Our Nose in a Day project wasn’t supposed to take so long. COVID closures, issues with training, the California wildfires—nothing went exactly as planned. But none of that mattered when we started up the route at 6:15 p.m. on October 17, 2020. There would be no surprises on the pitches to come. We knew the moves, had our gear dialed, already knew where and when we would drink and eat. We were prepared for the way the light from our headlamps would erase the granite features, as if the walls were no longer three-dimensional objects. All we had to do was climb.

It was seventeen months from the time my climbing partner, Ye, and I began to dream about doing the Nose in a Day to the moment we topped out. We first climbed the Yosemite classic in June 2019. At the top of Dolt Tower, we came across a bottle of water labeled “NIAD WATER—DON’T DRINK.” I remember laughing. There we were struggling to make it up in three and a half days. I couldn’t even imagine how people could do it in a day.

But it seemed like a fun goal, and also a good fit for my busy lifestyle. I’m married with a three-year-old daughter and I work full-time leading an entrepreneurial company, so it’s pretty challenging for me to carve out four days for a traditional big wall–style ascent. Yosemite is only a seven-hour drive from where I live in Southern California, and the NIAD would take no more than 24 hours. It was possible, at least logistically. I was motivated to make it happen.

Wall traversing. Lewis Wu Photo

Ye and I thought we would be ready by fall 2019, but my hectic schedule caught up to me. I was training in the morning before work, getting to bed around midnight after communicating with people overseas for business, and then waking up early on the weekends to drive to the Valley or get an alpine start. The accumulated fatigue dragged my body down to the point where it felt as if I had an infection. I had no power. My heart rate would spike upward, even in a mild training session. Rather than push through, I decided to give myself a break. (Ye also had to press pause on his climbing at the end of 2019. Previously a full-time PhD student in Salt Lake City, he spent the fall looking for jobs post-graduation. Luckily he ended up in LA.)

After taking almost a full month of rest, I began training again with Uphill Athlete coach Mark Postle. On January 10, 2020, Ye and I did our first multipitch climb together since fall—Epinephrine in Red Rocks, outside Las Vegas. We practiced short-fixing, a technique we would use for the Nose in a Day and one I had learned during my month off. It felt amazing to be back out with Ye on real rock, placing gear far above the ground and enjoying the views that come with exposure. I have always loved the freedom of trad climbing.

Unfortunately, my Epinephrine high didn’t last. The climb had followed a few busy meeting days in Vegas with a lot of handshakes, so I wasn’t surprised when I got sick again right after the trip. Was it COVID? Just the flu? Whatever it was, it laid me out for two weeks.

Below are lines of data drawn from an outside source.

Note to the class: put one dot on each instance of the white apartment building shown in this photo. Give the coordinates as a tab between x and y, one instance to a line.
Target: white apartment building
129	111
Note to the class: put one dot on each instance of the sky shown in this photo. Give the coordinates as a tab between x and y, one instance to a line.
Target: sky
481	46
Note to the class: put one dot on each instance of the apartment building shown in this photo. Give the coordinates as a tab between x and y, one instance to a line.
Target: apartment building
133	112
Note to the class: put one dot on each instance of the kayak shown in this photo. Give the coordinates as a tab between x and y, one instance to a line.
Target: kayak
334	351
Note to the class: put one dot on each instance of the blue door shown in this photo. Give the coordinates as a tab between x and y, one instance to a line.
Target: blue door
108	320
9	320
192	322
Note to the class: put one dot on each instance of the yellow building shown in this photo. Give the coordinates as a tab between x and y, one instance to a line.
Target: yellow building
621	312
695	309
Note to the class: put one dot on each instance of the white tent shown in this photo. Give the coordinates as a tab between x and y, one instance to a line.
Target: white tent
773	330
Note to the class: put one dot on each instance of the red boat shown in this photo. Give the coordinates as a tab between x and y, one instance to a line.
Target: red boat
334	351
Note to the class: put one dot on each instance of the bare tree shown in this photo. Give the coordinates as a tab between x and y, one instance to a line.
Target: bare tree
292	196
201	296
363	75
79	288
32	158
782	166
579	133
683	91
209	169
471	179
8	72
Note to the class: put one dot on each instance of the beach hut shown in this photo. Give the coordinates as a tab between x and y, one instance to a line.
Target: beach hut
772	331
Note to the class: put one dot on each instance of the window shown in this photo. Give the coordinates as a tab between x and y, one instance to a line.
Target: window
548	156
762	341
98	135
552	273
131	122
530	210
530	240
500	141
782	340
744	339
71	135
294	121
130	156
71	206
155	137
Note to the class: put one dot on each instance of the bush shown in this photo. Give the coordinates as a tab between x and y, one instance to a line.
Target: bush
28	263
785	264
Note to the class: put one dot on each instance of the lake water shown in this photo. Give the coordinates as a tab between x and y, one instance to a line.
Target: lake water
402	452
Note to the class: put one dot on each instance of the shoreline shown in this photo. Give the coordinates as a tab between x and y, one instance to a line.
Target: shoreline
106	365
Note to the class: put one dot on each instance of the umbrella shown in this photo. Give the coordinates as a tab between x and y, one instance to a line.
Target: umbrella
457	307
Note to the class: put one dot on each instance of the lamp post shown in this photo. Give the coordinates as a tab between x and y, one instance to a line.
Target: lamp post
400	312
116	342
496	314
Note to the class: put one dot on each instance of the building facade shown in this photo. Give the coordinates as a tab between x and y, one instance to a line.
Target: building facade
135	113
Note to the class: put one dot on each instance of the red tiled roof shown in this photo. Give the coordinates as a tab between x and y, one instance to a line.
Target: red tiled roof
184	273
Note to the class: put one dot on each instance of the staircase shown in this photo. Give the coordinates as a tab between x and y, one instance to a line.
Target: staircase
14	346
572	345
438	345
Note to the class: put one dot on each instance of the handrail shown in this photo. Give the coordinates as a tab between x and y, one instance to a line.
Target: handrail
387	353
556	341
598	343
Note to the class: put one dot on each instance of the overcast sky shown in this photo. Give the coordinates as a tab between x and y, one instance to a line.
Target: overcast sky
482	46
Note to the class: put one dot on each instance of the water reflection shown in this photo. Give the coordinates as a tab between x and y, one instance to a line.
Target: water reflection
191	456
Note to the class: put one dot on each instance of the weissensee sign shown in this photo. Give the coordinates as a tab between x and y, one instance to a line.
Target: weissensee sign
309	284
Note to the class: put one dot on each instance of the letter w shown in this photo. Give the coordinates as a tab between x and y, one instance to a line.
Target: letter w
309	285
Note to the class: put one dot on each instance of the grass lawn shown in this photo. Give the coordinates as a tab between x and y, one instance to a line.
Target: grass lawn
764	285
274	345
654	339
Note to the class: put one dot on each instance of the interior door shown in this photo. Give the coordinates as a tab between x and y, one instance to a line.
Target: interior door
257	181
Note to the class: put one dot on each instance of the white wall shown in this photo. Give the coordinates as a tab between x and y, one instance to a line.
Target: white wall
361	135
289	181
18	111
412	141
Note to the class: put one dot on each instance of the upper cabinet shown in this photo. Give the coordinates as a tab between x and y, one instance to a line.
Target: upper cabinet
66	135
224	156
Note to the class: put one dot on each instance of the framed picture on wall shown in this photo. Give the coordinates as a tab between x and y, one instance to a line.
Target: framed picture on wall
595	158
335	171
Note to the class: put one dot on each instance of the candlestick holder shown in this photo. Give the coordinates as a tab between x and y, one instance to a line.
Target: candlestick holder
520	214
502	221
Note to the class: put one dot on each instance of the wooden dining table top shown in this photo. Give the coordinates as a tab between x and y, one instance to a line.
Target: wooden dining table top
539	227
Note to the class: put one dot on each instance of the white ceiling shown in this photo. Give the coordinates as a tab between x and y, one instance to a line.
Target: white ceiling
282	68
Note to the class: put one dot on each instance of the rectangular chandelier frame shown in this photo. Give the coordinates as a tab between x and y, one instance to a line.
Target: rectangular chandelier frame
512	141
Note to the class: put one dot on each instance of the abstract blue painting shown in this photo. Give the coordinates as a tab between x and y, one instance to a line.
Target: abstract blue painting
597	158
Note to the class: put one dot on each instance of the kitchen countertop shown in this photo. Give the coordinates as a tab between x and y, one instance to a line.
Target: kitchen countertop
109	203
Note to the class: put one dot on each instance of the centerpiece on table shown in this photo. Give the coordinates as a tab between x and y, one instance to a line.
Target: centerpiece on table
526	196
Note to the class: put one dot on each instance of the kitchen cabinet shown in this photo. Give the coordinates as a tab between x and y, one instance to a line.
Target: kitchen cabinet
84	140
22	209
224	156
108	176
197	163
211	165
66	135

Finally recovered and with my strength coming back, I went to Zion with Ye at the beginning of February to climb Moonlight Buttress. Then in mid-February, we made it back to the Valley and climbed all the way to pitch 16 on the Nose, to Eagle Ledge. It was a pretty fast ascent. We were feeling ready for the NIAD.

As familiar as I was with the first half of the route, I still didn’t have a great sense for the upper pitches and how long they would take us. With that in mind, I was fortunate to team up with Hans Florine for a day in early March. He climbed 22 pitches with me jugging up after him, then we swapped leads and I led from the Pancake Flake to partway through Changing Corners to get a feel for how that section would go. Then Hans brought us to the top. Technically that was the Nose in a Day right there, but I don’t count it as more than a training lap. Climbing with Hans is almost like cheating—he can take anybody up there! But I felt good. I felt strong. 

Leading through Changing Corners. @sierradescents

I told Ye to give me two weeks to recover, then we would give the NIAD a shot. Little did we know that Hans and I had made the last ascent of the Nose pre-pandemic. The same afternoon we topped out, a big storm hit Yosemite, shutting down the climbing. By the time the storm wound down, almost two weeks later, Yosemite had shut down completely due to COVID restrictions. Like everyone, Ye and I had no idea how long the closures would last. 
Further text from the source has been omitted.